求愛
それ以来、あたしはシロの世話をするために、頻繁にタカの部屋に通うようになった。


大体、行く前にメールだけを入れておくと、少し経ってから返信が入っていたりする。


タカは帰ってきたり来なかったりだが、詮索しようとは思わない。


と、いうか、彼は女の影を隠すことはない。


仕事なのか何なのか、いつも違う香水の残り香を引き連れて、シロを抱き締めるあたしを抱く。

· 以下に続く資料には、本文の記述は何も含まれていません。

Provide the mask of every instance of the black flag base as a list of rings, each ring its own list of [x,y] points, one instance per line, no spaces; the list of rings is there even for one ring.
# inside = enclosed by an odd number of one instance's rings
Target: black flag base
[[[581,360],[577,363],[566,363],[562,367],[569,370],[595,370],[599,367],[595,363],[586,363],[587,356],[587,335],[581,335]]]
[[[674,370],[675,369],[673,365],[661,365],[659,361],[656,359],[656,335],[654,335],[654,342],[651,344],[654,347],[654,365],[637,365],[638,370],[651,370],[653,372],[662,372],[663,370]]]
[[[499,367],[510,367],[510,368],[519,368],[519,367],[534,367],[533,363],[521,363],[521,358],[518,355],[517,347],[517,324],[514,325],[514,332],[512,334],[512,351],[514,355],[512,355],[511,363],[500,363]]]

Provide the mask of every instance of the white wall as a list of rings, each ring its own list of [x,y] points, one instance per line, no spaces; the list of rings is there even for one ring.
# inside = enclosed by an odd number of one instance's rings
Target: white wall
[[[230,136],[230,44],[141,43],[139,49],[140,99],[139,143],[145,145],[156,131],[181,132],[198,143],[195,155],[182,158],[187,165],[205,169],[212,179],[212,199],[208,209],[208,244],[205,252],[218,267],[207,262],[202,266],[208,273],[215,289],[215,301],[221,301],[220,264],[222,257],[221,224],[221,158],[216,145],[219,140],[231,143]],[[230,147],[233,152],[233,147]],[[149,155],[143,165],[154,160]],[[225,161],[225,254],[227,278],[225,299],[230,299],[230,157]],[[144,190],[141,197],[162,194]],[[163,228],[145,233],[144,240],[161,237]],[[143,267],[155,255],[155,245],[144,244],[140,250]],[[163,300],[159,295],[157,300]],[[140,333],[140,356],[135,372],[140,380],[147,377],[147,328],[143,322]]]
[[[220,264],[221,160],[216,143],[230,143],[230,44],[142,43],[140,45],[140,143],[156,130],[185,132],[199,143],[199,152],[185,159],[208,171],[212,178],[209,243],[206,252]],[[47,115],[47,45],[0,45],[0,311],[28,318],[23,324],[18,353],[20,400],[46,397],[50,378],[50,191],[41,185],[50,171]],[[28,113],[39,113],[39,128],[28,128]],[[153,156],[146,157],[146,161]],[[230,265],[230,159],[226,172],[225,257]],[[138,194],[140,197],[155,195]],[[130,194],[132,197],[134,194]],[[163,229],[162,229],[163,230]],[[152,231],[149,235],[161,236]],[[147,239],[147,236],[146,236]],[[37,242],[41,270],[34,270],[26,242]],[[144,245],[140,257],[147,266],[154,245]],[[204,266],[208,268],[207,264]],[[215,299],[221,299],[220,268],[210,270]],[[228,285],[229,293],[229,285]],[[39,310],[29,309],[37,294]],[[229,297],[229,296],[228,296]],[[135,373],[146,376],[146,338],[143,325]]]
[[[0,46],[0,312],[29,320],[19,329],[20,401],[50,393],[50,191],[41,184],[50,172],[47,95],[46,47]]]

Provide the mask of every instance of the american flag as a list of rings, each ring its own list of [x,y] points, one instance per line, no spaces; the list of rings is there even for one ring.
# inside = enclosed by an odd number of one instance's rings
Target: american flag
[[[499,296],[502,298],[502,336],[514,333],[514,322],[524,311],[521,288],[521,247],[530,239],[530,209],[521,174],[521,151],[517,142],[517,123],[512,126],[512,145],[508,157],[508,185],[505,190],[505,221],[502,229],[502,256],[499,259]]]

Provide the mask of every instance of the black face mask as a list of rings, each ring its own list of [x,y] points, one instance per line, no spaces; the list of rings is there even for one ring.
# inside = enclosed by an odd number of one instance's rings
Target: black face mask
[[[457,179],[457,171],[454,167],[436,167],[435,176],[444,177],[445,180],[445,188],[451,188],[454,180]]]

ついでに言えば、道明さんも、たまにタカの部屋にやってくる。


なので、知らない間にあたしも仲良くなってしまった。


ヤクザなんてろくでもないだけだと思っていたけれど、でも道明さんは妙に人懐っこくて少し困る。



「飯の世話までしてくれるなんて、よく出来た家出娘だな。」


前に、そんな風に言われたことを覚えている。


タカが「何か作って。」と言ってきた時から、あたしはこの部屋で料理までするようになってしまった。


けれどここにも、女の影はあった。


食器棚には最初から3人分の食器が揃えられていたし、蒸し器や卵焼き用のフライパンなんかは、男じゃちょっと買わないだろうから。


ましてや、塩と砂糖の区別もつかないような、タカなんかじゃ。



「誰かと暮らしてたの?」


一度だけ、そう聞いたことがある。


でも、タカはいつものように何も答えなかったので、あたしは今も、誰が買ったのかもわからない食器で彼に手料理を振る舞っている。


絶対に捨てようとはしないそれには、何か思い入れでもあるのだろうか。


まぁ、それ以上聞く気はないけれど。